Anke explains that interest in the new Quarter has prompted the tourism office to develop two new walking tours for groups that follow in the footsteps of German kings and emperors, while telling the story of the ‘new’ old town.

“The city is home to a museum landscape that’s unique in Europe,” she adds. “Many of our museums are just a stone’s throw from each other along the embankment of the Main River with others, such as the Goethe House and Museum, and the Historical Museum are just a few steps from the Römer.”


(Car) park life

I say goodbye to Anke and head to the river to join a river cruise operated by Primus-Linie. Boats depart every hour from Eiserner Steg pier on a 50 or 100-minute round trip.
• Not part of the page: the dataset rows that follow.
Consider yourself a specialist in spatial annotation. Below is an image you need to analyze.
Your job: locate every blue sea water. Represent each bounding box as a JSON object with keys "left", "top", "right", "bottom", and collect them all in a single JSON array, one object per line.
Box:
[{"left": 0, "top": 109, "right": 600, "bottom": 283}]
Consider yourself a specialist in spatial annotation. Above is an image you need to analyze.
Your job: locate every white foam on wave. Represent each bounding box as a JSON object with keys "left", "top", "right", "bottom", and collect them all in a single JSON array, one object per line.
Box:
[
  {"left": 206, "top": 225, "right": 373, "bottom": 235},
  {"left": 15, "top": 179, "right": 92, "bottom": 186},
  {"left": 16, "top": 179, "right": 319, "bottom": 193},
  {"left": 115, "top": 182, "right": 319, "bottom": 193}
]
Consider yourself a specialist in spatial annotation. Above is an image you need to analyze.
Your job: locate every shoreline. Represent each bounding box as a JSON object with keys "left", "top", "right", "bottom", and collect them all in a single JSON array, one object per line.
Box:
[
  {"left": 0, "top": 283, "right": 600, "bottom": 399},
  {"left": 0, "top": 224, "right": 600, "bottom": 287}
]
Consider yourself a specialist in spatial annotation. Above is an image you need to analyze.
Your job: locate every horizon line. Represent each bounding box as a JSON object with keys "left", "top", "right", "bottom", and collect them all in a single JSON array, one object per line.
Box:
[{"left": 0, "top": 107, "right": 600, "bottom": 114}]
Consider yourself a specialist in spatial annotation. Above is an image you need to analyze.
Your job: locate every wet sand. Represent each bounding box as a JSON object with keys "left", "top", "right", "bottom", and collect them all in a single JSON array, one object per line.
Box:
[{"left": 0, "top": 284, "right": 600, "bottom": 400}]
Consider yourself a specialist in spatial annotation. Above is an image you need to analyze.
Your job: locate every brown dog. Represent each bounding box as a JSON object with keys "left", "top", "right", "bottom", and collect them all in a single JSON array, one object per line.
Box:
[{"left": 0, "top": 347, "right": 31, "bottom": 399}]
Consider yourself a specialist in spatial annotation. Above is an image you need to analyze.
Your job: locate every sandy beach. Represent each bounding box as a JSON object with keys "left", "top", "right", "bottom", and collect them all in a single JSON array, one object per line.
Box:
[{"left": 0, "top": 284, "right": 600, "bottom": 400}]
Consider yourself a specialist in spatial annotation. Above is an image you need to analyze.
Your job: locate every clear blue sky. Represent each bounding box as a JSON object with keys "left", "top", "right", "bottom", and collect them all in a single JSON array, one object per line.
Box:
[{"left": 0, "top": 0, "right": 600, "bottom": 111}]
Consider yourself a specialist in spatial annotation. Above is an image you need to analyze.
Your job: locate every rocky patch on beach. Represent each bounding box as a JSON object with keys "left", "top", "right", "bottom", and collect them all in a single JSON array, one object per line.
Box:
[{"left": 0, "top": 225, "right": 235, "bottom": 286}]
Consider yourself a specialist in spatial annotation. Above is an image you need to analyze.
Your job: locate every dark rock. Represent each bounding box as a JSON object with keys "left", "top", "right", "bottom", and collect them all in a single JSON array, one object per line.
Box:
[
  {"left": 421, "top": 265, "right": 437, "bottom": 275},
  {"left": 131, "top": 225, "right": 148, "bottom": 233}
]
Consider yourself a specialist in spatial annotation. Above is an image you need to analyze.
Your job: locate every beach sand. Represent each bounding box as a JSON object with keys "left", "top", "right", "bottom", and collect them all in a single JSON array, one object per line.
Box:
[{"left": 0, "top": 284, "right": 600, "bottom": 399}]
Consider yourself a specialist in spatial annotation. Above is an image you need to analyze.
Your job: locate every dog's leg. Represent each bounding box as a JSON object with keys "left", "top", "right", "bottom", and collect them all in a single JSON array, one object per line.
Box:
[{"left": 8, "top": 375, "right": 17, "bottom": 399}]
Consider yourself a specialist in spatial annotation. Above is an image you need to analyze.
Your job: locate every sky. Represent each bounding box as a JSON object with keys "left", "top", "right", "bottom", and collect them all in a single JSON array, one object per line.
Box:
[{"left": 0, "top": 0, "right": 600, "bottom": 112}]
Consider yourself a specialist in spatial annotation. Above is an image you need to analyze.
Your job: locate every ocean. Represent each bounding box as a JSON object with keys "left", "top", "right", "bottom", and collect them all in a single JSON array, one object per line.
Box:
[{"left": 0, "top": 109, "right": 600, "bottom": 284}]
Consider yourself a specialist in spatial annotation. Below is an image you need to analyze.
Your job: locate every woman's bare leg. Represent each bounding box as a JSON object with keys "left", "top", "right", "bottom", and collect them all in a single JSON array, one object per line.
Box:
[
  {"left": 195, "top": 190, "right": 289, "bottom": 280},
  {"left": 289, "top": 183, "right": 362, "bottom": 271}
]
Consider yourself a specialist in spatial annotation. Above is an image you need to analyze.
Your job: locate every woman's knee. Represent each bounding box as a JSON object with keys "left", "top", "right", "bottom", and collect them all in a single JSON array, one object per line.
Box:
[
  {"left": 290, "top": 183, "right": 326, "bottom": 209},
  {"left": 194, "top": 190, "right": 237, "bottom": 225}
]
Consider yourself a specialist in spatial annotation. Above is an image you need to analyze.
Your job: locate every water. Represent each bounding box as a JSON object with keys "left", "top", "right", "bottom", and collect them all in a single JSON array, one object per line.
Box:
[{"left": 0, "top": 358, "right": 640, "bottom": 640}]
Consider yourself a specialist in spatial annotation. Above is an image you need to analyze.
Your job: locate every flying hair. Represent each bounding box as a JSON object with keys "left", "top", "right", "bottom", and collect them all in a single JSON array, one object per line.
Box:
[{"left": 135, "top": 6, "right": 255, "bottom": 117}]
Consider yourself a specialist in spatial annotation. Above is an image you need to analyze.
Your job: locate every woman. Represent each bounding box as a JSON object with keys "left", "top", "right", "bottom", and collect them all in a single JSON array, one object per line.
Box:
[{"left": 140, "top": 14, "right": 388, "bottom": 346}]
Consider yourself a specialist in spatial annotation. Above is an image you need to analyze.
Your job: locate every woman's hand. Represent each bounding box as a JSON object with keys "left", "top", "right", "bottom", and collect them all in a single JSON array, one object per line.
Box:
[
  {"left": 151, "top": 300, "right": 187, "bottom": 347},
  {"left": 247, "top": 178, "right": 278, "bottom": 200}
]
My tour gives me the opportunity to admire Frankfurt’s spectacular skyline of skyscrapers.

After the cruise it’s time to head for what has to be one of Frankfurt’s most unusual attractions. At the Bourse multi-storey car park I take the lift to the sixth floor where signs direct me up a ramp to the roof. Once full of cars, this is now the Long Island Summer Lounge, a quirky space full of deck chairs, a pool, and a bar that proudly displays sponsorship by Moet et Chandon. There’s a €5 per person admission charge, and the drinks are enthusiastically priced, but on a sunny day, the lounge offers a little touch of Mediterranean relaxation in the heart of the city.

Walk the walk

Back at street level and it’s a short walk to Apfelwein Klaus, a 100-year-old wine cellar that’s now a 200-seat restaurant serving traditional Frankfurt cuisine. Lunch seems but a distant memory as I enjoy traditional Schnitzel Frankfurter-style, complete with Frankfurt’s famous ‘Green Sauce’, and all washed down with a glass of apple wine.

At weekends, with the business guests gone, the city’s four and five-star hotels can offer some excellent group rates. Frankfurt Tourism has suggested itineraries to help you plan a visit. But let’s give the final word to my tour guide Birgit. “The centre of Frankfurt is small. You can walk everywhere. Whether it’s great sightseeing, great food, great culture or even great shopping, we have it all. Come and discover it for yourself.”